Ni rasage, ni médicament, la détention "inhumaine" de Ghosn

Le PDG de Renault, sous les verrous depuis le 19 novembre dans des conditions difficiles, a aussi choisi son équipe d'avocats.
Le PDG de l'alliance franco-japonaise Renault-Nissan-Mitsubishi, Carlos Ghosn, le 6 octobre 2017 à Paris afp.com/ERIC PIERMONT

Carlos Ghosn a recruté trois pointures pour le défendre, révèle le JDD. Deux avocats, Brad Karp et Michael Gertzman, viendront de New York, et le troisième est un ancien procureur japonais. Motonari Otsuru est réputé pour avoir mené des procédures contre certains financiers japonais et dirigé le département des investigations spéciales du bureau des procureurs du district de Tokyo. Celui-là même qui a arrêté Carlos Ghosn.

Motonari Otsuru est d'ailleurs la seule visite que peut recevoir Carlos Ghosn pendant sa détention, avec celle des ambassadeurs des trois pays dont il détient un passeport, à savoir le Brésil, la France et le Liban. L'avocat n'a en revanche pas accès au dossier d'instruction et n'assiste pas aux interrogatoires. Face à ces conditions, les proches du grand patron reprochent aux autorités japonaises une détention "inhumaine".

De nouvelles accusations

Dans sa cellule de la prison de Kosuge, à Tokyo, l'ex-patron de Nissan et de Mitsubishi n'a droit qu'à deux douches par semaine et n'est pas autorisé à se raser ni à prendre ses médicaments. Il aurait tout de même obtenu qu'on lui apporte des livres, pour passer le temps entre les interrogatoires du procureur japonais qui peuvent durer huit heures.

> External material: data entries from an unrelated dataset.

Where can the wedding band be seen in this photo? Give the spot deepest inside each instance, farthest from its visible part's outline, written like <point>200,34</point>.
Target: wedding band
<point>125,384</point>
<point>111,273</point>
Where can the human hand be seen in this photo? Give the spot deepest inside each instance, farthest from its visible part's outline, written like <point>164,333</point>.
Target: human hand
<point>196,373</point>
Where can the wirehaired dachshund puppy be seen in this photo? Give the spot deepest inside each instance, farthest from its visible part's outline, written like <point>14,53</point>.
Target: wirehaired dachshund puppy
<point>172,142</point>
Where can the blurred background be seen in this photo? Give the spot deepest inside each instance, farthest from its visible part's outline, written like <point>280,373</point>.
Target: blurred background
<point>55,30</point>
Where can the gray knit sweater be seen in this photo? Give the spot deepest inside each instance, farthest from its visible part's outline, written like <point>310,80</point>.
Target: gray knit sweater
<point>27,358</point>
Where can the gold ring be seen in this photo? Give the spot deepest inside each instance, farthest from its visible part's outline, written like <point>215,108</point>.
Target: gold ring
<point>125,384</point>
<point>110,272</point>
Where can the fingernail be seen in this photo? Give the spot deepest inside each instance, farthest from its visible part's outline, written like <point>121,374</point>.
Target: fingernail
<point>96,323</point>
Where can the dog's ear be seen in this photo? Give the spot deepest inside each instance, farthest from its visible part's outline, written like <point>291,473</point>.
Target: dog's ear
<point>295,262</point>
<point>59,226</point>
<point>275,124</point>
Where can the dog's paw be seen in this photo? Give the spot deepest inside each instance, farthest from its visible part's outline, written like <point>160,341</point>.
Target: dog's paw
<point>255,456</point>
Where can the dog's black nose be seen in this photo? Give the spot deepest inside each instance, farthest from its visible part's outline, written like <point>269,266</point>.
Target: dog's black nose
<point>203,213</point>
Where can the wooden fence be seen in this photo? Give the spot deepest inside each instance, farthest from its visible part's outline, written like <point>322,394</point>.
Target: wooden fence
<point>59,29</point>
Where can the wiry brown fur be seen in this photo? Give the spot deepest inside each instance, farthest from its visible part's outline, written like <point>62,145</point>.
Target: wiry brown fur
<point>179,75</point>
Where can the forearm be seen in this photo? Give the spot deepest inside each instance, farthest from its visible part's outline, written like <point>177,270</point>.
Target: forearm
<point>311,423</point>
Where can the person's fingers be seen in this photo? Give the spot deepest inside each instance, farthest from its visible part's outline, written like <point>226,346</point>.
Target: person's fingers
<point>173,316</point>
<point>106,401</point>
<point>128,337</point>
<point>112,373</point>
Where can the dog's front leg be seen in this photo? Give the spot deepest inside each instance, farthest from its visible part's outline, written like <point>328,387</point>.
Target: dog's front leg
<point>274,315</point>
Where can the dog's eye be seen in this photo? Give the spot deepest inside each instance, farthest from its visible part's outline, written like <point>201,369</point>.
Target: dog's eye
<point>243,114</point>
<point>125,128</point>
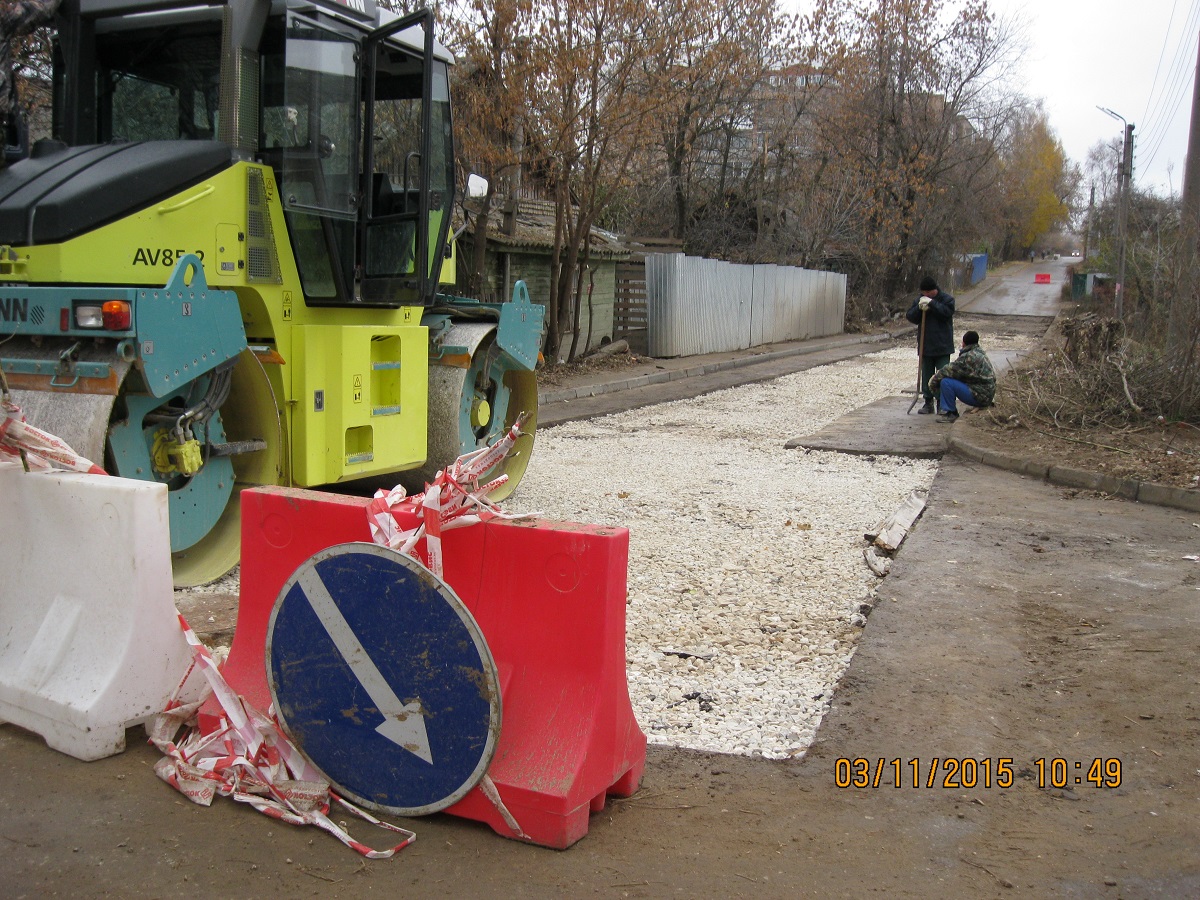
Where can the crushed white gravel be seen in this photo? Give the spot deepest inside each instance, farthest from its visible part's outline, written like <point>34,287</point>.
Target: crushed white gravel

La garde à vue, qui doit s'achever le 10 décembre ne correspond qu'à une seule charge, et elle pourrait être à nouveau prolongée en raison d'un nouveau chef d'accusation, rapporte le JDD. En plus des soupçons de dissimulation de ses revenus, Carlos Ghosn est accusé d'abus de bien sociaux, pour des logements acquis à son usage exclusif.

Renault dans l'embarras

En attendant, en France, Thierry Bolloré assure la présidence de Renault. Le directeur général adjoint a créé une cellule spéciale pour suivre l'affaire, et l'enquête interne confiée à Claude Baland, directeur de l'éthique du groupe, qui devrait rendre ses conclusions cette semaine.

Emmanuel Macron a également touché un mot de l'affaire au Premier ministre japonais, Shinzo Abe, à l'occasion du G20 vendredi. Il lui aurait demandé d'autoriser la France à disposer d'un meilleur accès aux informations sur le dossier. L'Etat étant le premier actionnaire de Renault, Bruno Le Maire a également appelé au respect de la présomption d'innocence.